Le fait que le service de Yom Kipour et ses prières soient essentiellement en faveur de l’ensemble du peuple juif ne porte pas atteinte à la téchouva personnelle de l’individu ; bien au contraire, c’est précisément grâce à la sainteté de la collectivité que l’individu pourra accomplir une téchouva complète.
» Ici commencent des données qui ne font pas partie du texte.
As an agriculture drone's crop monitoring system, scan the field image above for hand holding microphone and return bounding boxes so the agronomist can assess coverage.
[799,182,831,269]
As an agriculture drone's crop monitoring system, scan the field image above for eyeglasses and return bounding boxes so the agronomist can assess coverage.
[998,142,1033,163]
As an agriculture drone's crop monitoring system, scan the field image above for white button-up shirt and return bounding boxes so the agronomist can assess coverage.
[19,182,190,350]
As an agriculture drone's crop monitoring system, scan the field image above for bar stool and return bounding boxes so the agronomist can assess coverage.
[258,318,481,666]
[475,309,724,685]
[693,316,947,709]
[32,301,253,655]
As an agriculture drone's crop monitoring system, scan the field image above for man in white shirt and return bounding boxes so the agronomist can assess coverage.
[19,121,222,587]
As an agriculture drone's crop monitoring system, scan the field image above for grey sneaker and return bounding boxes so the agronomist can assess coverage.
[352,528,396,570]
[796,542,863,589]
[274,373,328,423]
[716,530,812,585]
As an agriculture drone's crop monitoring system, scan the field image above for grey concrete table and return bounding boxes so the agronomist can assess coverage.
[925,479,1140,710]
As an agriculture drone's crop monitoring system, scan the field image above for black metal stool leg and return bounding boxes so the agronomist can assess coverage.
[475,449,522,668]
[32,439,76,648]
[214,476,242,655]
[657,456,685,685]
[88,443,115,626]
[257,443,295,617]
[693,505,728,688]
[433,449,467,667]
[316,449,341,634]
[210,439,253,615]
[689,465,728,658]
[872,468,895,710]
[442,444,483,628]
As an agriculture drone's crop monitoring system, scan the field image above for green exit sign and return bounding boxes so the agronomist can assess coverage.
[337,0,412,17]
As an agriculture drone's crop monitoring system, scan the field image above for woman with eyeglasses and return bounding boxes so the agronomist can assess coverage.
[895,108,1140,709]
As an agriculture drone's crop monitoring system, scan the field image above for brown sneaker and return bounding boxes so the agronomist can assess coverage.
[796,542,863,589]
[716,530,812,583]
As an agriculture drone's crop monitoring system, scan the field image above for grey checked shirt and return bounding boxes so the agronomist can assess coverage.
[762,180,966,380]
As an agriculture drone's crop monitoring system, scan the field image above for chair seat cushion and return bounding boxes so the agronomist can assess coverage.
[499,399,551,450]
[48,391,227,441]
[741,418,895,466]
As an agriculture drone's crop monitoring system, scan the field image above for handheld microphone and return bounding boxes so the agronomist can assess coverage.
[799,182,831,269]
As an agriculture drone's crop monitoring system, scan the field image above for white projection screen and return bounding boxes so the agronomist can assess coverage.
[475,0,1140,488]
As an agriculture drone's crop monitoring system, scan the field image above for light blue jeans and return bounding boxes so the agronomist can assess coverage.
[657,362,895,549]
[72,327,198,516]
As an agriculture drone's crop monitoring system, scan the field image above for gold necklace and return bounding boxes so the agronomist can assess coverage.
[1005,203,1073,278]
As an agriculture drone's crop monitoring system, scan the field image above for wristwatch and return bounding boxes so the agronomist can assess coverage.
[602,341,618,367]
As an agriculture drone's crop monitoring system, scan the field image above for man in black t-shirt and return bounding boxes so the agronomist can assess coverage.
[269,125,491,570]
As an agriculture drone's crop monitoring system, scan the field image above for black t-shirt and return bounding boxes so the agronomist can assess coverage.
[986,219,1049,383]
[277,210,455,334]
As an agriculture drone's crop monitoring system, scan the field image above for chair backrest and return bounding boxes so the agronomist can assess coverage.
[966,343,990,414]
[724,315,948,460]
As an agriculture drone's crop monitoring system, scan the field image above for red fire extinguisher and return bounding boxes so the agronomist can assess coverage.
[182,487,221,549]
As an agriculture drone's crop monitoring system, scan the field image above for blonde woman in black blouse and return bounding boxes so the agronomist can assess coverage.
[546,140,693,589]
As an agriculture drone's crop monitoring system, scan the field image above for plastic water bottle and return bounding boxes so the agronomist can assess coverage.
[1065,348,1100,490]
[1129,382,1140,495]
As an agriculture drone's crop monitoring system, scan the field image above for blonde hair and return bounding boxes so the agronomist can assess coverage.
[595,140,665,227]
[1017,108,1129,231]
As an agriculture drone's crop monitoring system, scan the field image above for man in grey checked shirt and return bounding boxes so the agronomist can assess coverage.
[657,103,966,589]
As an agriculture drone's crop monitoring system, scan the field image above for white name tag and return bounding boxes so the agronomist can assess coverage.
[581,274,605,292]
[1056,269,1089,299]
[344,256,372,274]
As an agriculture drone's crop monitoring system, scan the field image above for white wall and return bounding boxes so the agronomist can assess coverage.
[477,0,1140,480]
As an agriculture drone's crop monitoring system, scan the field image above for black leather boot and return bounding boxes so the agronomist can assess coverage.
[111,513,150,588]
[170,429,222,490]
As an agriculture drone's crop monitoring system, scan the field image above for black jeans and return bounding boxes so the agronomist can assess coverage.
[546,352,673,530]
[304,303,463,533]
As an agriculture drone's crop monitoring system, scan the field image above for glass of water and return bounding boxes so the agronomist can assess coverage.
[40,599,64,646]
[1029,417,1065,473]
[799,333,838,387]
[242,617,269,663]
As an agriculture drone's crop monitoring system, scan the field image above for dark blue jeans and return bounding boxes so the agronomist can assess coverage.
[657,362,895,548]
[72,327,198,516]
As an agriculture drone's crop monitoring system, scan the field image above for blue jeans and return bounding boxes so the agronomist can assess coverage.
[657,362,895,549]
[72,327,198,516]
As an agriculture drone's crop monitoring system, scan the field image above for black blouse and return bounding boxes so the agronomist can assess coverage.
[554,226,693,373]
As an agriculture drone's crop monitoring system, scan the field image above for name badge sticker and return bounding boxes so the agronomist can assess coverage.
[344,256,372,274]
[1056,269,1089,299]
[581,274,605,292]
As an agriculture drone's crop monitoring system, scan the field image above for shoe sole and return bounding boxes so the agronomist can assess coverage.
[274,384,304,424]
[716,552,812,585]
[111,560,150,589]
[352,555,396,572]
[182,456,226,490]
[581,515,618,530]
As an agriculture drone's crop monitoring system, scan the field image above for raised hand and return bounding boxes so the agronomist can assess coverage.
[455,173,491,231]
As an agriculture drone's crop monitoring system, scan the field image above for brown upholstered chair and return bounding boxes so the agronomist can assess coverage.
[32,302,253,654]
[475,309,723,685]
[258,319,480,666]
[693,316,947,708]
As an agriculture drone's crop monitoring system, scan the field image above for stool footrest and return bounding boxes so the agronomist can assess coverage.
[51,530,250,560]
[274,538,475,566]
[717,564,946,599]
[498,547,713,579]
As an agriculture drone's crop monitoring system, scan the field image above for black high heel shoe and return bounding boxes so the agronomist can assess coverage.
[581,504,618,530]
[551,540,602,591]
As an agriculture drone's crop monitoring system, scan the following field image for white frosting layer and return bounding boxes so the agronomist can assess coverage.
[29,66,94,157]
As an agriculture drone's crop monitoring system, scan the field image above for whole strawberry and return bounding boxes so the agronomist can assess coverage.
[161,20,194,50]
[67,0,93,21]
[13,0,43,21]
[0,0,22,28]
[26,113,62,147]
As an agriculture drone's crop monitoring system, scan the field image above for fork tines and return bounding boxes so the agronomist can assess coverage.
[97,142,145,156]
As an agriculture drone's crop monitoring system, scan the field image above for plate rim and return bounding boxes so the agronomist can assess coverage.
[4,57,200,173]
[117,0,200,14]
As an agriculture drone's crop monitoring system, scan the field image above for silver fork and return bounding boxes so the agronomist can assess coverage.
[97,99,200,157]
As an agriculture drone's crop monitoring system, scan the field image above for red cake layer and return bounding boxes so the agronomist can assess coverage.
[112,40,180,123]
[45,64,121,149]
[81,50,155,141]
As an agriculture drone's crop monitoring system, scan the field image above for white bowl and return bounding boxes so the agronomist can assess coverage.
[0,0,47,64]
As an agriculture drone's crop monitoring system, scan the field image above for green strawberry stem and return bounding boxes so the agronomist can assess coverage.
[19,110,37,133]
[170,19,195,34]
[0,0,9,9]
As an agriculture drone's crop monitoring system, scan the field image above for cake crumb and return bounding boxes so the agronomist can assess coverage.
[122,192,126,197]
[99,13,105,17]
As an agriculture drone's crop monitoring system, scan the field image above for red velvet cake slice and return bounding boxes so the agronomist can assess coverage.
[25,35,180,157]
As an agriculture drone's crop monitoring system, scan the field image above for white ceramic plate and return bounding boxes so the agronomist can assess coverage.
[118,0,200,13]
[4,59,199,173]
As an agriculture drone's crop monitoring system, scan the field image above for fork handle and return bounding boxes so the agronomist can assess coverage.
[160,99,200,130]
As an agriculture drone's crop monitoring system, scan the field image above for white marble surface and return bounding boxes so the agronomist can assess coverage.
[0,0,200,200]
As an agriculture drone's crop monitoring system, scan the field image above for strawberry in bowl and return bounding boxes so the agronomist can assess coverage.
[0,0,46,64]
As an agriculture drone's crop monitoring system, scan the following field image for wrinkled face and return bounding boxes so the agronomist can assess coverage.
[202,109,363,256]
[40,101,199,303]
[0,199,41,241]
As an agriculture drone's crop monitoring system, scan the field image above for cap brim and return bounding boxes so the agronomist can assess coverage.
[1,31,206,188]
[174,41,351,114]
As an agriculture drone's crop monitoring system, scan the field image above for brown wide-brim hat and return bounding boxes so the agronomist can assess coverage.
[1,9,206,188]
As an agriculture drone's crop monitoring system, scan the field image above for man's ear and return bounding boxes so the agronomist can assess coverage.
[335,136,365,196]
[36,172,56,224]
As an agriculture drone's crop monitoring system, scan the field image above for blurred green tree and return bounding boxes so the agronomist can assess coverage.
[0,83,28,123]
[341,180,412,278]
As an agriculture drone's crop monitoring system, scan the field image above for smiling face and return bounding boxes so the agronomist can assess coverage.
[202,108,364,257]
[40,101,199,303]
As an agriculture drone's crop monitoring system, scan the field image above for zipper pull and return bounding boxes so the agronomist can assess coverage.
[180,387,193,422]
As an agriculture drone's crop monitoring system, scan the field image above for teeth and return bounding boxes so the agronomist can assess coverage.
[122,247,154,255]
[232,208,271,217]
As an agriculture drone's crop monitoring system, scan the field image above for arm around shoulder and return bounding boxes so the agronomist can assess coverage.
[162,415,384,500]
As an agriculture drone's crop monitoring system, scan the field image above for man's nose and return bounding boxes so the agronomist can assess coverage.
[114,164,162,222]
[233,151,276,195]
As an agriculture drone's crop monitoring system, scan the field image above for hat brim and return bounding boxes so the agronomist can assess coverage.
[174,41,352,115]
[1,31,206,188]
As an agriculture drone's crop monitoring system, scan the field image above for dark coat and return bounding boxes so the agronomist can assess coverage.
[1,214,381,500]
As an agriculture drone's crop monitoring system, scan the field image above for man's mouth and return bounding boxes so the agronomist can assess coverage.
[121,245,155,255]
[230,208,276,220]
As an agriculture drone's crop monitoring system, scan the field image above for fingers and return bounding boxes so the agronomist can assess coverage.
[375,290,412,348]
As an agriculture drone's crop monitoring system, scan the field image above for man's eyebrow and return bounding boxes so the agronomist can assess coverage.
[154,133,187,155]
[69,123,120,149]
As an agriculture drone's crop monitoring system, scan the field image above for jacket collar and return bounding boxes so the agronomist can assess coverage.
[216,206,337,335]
L’inverse est aussi vrai : le fait pour l’individu de se repentir de ses fautes ne porte pas nécessairement atteinte à sa prière en faveur de la collectivité d’Israël et du dévoilement de la Présence divine ; car chaque individu d’Israël, quand il revient vers Dieu, ajoute sainteté et bénédiction au bénéfice de tout Israël.

D’après cela, on peut comprendre pourquoi le rituel de la confession (Vidouï) que chaque Juif doit réciter à Kipour est rédigé au pluriel, bien que nombreux soient ceux qui n’ont point commis tous les péchés que ce texte mentionne : le jour de Kipour est le jour où se produit l’expiation de la collectivité d’Israël ; en s’élevant vers la racine de son âme, chaque individu se joint donc davantage à l’assemblée d’Israël, et demande pardon et absolution en faveur de tous, pour toutes leurs fautes ; c’est seulement grâce à cela qu’il accomplit la téchouva pour ses fautes personnelles (cf. ci-après, chap. 7 § 4).


[c]. Knesset Israël : le peuple juif considéré de manière absolue, indépendamment du temps, du lieu et des individus qui le composent.